Politische Aufklärung im Kernland des NSU geht weiter - Sachsens Landtag setzt neuen Untersuchungsausschuss zu Terrortrio ein

  • Hendrik Lasch, Dresden
  • Lesedauer: 3 Min.
In Sachsen ist zum zweiten Mal ein Ausschuss eingesetzt worden, der sich mit der Nazi-Terrorgruppe NSU befasst - und der Frage, warum die Behörden im Freistaat sie trotz etlicher Hinweise nicht aufspürten.

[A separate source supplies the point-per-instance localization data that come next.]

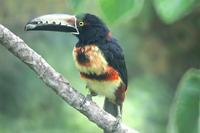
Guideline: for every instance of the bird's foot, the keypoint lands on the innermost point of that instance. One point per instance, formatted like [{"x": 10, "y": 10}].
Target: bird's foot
[
  {"x": 118, "y": 121},
  {"x": 85, "y": 99}
]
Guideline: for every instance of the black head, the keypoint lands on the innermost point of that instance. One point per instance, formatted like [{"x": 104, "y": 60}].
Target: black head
[
  {"x": 91, "y": 28},
  {"x": 87, "y": 27}
]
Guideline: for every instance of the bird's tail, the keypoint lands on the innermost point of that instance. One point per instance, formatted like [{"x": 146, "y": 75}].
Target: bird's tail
[{"x": 111, "y": 108}]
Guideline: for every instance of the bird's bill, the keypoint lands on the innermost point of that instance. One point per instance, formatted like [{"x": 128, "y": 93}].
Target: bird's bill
[{"x": 53, "y": 22}]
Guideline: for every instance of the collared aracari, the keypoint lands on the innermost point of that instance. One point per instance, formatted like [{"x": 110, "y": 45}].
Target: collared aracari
[{"x": 97, "y": 55}]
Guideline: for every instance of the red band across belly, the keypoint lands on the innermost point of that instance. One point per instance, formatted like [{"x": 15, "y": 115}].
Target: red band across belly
[{"x": 110, "y": 75}]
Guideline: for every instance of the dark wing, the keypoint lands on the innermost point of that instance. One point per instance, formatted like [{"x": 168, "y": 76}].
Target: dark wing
[{"x": 115, "y": 58}]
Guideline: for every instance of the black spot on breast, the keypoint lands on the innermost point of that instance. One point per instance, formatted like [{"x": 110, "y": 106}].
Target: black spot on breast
[{"x": 82, "y": 58}]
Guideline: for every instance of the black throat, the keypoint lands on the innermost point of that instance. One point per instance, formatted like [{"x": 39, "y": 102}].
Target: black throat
[{"x": 93, "y": 35}]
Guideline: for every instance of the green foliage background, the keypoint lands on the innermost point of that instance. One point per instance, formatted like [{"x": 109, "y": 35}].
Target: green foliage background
[{"x": 160, "y": 39}]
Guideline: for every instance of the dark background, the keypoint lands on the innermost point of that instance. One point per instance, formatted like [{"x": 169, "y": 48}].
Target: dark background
[{"x": 160, "y": 42}]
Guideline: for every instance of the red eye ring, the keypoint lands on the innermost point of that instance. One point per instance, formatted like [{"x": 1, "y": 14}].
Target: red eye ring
[{"x": 81, "y": 23}]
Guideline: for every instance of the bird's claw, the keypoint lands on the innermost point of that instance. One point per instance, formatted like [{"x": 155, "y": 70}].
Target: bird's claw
[{"x": 87, "y": 98}]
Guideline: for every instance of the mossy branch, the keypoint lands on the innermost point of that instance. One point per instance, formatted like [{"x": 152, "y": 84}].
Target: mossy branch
[{"x": 59, "y": 84}]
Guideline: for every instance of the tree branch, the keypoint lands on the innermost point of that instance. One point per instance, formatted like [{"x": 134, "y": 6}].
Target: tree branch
[{"x": 59, "y": 84}]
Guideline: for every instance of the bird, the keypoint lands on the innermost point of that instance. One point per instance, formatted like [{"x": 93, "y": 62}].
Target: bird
[{"x": 97, "y": 55}]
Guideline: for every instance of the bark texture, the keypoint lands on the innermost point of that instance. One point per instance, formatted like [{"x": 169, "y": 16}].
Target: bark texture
[{"x": 59, "y": 84}]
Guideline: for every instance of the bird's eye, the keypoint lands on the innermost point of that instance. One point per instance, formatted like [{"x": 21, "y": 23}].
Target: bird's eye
[{"x": 81, "y": 23}]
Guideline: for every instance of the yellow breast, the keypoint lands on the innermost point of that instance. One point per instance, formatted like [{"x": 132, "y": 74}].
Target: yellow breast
[{"x": 96, "y": 62}]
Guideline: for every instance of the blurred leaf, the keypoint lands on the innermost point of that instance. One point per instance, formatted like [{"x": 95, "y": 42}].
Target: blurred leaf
[
  {"x": 113, "y": 10},
  {"x": 185, "y": 112},
  {"x": 75, "y": 3},
  {"x": 172, "y": 10}
]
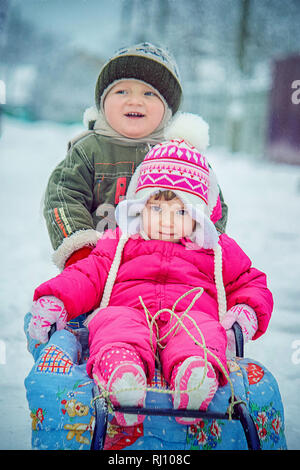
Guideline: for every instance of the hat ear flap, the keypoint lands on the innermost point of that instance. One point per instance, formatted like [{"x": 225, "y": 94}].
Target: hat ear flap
[{"x": 133, "y": 183}]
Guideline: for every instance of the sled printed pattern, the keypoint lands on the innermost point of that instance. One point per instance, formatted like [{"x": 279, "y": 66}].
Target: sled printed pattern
[{"x": 54, "y": 361}]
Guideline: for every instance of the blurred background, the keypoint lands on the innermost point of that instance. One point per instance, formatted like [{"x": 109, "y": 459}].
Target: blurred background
[{"x": 239, "y": 62}]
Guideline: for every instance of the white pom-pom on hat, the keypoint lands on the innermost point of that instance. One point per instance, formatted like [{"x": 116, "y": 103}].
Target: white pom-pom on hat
[{"x": 191, "y": 128}]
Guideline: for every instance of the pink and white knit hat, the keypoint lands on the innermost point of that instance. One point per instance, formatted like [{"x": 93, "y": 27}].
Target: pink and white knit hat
[{"x": 178, "y": 166}]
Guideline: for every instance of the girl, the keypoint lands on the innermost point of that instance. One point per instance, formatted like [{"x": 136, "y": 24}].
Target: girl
[
  {"x": 165, "y": 245},
  {"x": 137, "y": 92}
]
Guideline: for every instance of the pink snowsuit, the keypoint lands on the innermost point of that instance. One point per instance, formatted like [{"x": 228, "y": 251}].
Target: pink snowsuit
[{"x": 160, "y": 272}]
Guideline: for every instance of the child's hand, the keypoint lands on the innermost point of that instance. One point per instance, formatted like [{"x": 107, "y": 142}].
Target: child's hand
[
  {"x": 46, "y": 311},
  {"x": 245, "y": 316}
]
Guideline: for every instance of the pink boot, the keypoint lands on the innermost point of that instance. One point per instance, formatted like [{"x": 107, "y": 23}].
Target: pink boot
[
  {"x": 187, "y": 376},
  {"x": 122, "y": 372}
]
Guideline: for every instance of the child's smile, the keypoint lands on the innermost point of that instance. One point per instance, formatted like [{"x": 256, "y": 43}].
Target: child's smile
[{"x": 133, "y": 108}]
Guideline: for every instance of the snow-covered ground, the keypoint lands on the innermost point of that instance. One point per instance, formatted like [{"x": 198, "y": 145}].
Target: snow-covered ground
[{"x": 264, "y": 217}]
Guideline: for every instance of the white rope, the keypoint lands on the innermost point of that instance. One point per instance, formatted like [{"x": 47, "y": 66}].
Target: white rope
[{"x": 110, "y": 278}]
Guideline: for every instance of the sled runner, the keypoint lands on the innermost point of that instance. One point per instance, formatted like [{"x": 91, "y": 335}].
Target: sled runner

Als die Neonazis Uwe Böhnhardt, Uwe Mundlos und Beate Zschäpe aus Jena 1998 abtauchten, ließen sie sich in Chemnitz nieder. Später lebte das Trio, das als »Nationalsozialistischer Untergrund« (NSU) bekannt wurde, in Zwickau. Von ihren Wohnorten in Westsachsen brachen die Terroristen auf, um neun Migranten und eine Polizistin umzubringen und um Geld für das Leben in der Illegalität zu besorgen: Elf Raubüberfälle begingen sie im Freistaat, weitere an der Ostsee und in Thüringen. »Wann immer vom NSU die Rede ist, ist auch von Sachsen die Rede«, sagt daher Kerstin Köditz, Landtagsabgeordnete der LINKEN. Der Freistaat sei, fügt sie hinzu, »das Kernland des NSU« gewesen.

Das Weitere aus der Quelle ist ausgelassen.